By then the war was over and Lee surrendered. Days later, Graves was assassinated below Blountsville, allegedly by the Tories he fought in the county during the war.
The Whaley family was well represented in various Blount County Confederate outfits. However, I have been so far unable to determine if Monroe and Alexander Whaley served with Graves. Monroe was born in Jul 1849 and would have been a youthful 15 years old on his birthday in 1864. Difficult to imagine he had two years service under his belt at the end, but that was not unprecedented. Can you specify which documents you cite as reference? Monroe was an application witness for William Milton Whaley's Lawrence County pension.

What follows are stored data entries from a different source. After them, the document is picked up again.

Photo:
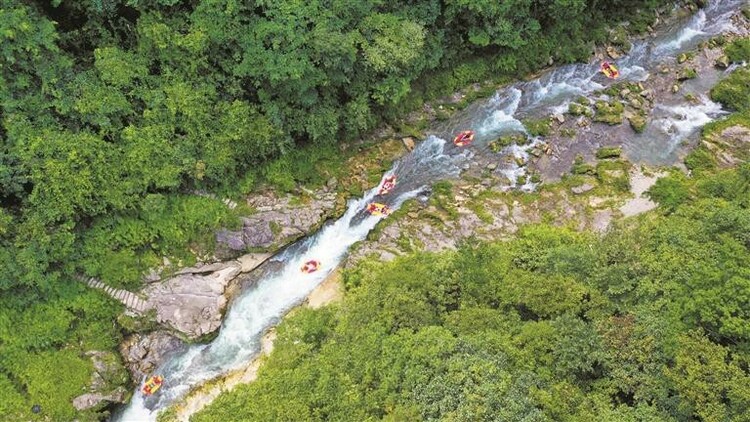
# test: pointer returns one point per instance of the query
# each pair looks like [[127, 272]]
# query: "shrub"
[[734, 91]]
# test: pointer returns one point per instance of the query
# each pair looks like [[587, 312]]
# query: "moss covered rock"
[[638, 122], [610, 113]]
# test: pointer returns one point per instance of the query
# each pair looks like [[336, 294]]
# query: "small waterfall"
[[265, 303]]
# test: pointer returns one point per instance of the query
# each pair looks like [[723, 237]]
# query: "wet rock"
[[90, 400], [722, 62], [251, 261], [143, 353], [193, 303], [577, 109], [638, 123], [408, 143], [581, 189], [279, 220], [686, 74], [107, 381], [612, 52], [258, 233]]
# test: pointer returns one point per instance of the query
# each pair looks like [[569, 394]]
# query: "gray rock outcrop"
[[107, 382], [193, 301], [279, 221], [142, 353]]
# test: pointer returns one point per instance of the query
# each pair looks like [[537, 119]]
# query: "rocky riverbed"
[[577, 189]]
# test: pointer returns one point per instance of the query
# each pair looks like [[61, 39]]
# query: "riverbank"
[[606, 180]]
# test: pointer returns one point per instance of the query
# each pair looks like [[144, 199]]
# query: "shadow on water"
[[263, 303]]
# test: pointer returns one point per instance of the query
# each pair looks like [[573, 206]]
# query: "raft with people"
[[464, 138]]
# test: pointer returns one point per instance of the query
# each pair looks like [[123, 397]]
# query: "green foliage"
[[608, 152], [42, 349], [670, 192], [610, 113], [648, 322], [539, 127], [734, 91], [738, 50]]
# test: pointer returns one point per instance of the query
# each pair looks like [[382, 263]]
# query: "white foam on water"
[[683, 120], [693, 29], [502, 118], [265, 303]]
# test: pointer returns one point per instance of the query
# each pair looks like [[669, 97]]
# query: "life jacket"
[[388, 184], [310, 266], [152, 384], [378, 209], [464, 138], [610, 70]]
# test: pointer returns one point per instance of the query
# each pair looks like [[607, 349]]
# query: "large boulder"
[[143, 353], [107, 382], [278, 221], [193, 301]]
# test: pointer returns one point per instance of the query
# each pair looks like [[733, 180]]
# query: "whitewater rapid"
[[262, 305]]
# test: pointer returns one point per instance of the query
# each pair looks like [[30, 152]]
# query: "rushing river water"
[[262, 305]]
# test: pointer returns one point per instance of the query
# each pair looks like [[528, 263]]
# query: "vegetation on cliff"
[[114, 113], [648, 322]]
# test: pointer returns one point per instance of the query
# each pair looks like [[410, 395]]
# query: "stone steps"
[[130, 300]]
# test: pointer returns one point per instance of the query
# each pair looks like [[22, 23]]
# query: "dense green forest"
[[115, 111], [650, 322], [112, 110]]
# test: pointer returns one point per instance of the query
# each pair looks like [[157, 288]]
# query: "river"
[[263, 304]]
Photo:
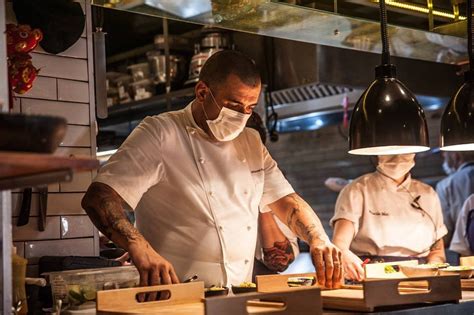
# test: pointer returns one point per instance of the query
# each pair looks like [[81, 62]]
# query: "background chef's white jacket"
[[385, 223], [196, 201], [453, 192], [460, 244]]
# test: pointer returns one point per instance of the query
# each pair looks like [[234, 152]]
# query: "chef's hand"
[[352, 266], [153, 268], [328, 263]]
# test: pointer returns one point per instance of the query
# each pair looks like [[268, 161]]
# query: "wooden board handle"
[[386, 291], [276, 283], [303, 302], [180, 293]]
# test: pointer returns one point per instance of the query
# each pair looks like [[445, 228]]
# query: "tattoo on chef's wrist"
[[278, 257]]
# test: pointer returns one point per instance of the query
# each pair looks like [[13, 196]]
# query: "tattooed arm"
[[277, 250], [436, 254], [303, 221], [106, 210]]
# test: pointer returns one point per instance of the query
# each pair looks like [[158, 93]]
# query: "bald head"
[[222, 64]]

Likewise, I couldn't find any service record for Alexander Whaley associated with Graves or any other Confederate outfit. That does not mean Alex (and Monroe) didn't serve, it just means no records survive. No muster rolls are known to exist for Graves' Home Guard unit. Stewart's Cavalry has a file in the microfilmed Confederate units from Alabama, but information there is slight. Documentation for pensioners of Graves' or Stewart's Cavalry came from one or two stray paroles from Guntersville, Talladega, or Citronelle which mentioned Stewart's Cavalry. These men in turn provided affidavits of service for some of their comrades. Eventually, this grew into a group of men known as veteran members of Graves' and/or Stewart's Cavalry.
Mr. Pitts, do you concur with this analysis?